If the amount of PHSP-surviving aneuploid cancer hybrid cells is obviously negligibly low why care for these cells? Previous work has demonstrated in vitro and in vivo that certain cancer hybrid cells with aneuploid karyotype, e.g. after fusion of breast cancer cells with MSC acquire a proliferation advantage during the selection process beside other properties such as enhanced metastatic capacities. Consequently, the cancer hybrid cells rapidly overgrow the initial cancer cells by exhibition of new properties [11, 119] and thus, expanding the tumour heterogeneity and plasticity. Of interest, a summarising compilation revealed various tumour-derived aneuploid cell lines. These include among others different carcinoma types and tissues such as 12 × breast, 4 × ovarian, 4 × cervical, 4 × endometrial, 4 × brain, 4 × lung, 7 × colon, 4 × liver, 5 × kidney, 5 × pancreas, 4 × gastric, 3 × prostate, beside melanoma, osteosarcoma, retinoblastoma, nasal, pharyngeal soft palate cancer, and 4 × leukaemia [159]. Although no direct proof is available, most of these spontaneously tumourigenic patient-derived cancer cells may be associated with previous fusion events after surviving from a PHSP as aneuploid cell types. Nevertheless, other forms of cancer cell mergers such as cannibalism or entosis can also contribute to aneuploid outcomes [160, 161] and even a more metastatic phenotype [162]. However, these findings demonstrate that a negligibly low amount of cancer hybrid cells can have a significant impact on the corresponding tumour development after all.

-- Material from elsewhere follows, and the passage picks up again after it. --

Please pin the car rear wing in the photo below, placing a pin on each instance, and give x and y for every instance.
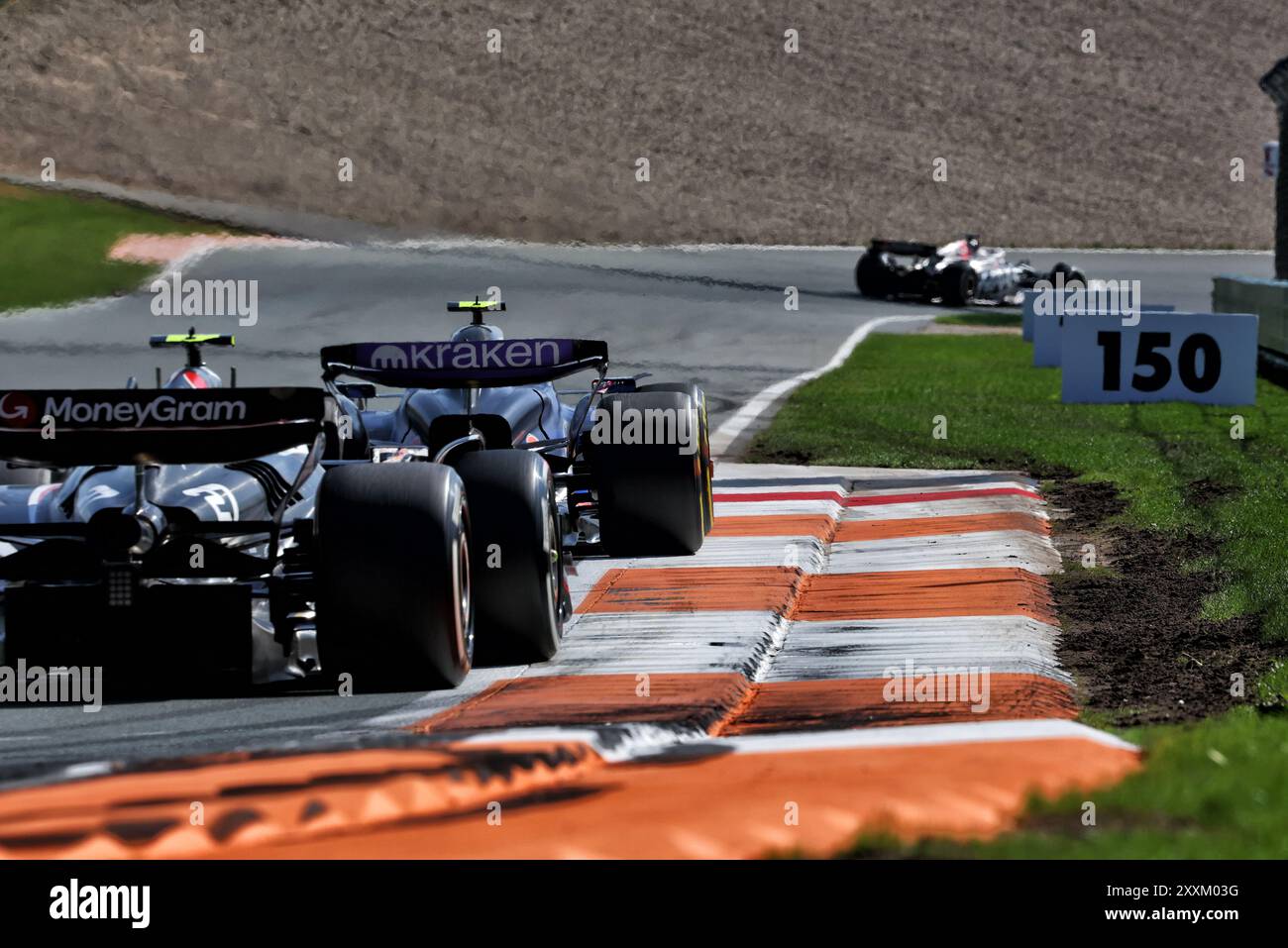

It still remains unclear why syncytin-1 is expressed only in a specific fraction of cancer cells. Previous work has demonstrated that proliferation, invasion and potentially metastasis of cancer cells may be influenced by syncytin-1 [26, 34, 35]. Similar findings have already been described for other HERV env elements [25, 163,164,165] indicating also a possible non-fusogenic role of syncytin-1 in cancer progression.

The timely orchestration of intrinsic signalling pathways involves actin-mediated intracellular restructuring to enable cytosolic syncytin-1 transport to the plasma membrane for a pro-fusogenic state. Mechanisms that facilitate this syncytin-1 translocation are unclear. In addition, Ca2+-PLS, particularly TMEM16F facilitates PS shuttling from the inner to the outer leaflet of the plasma membrane as an essential prerequisite for membrane merger. A variety of further components such as e.g. extracellular events [166] conclude a PHPP for subsequent cell fusion.

Interestingly, the fusogenic properties of macrophages and MSC are rather underestimated in the context of cancer cell-cell fusion. This is surprising, since many studies have shown that these cells can regenerate tissue damage through cell-cell fusion [17, 44,45,46,47,48,49,50,51,52,53,54,55,56,57]. Tumour invading macrophages and MSC seem to ignore as to whether normal cells or cancer cells represent their interaction partner. Moreover, the tumour microenvironment resembles chronic inflammatory tissue [131,132,133] which attracts macrophages and MSC and is a known inducer of cell-cell fusion [51, 56, 167].

It is therefore important to unravel the detailed interplay of the fusogenic contributors and their regulation particularly at the molecular level of the entire cell fusion process. Further insights into the underlying mechanisms could help to develop selective anti-cancer cell fusion strategies in tumour therapeutic approaches.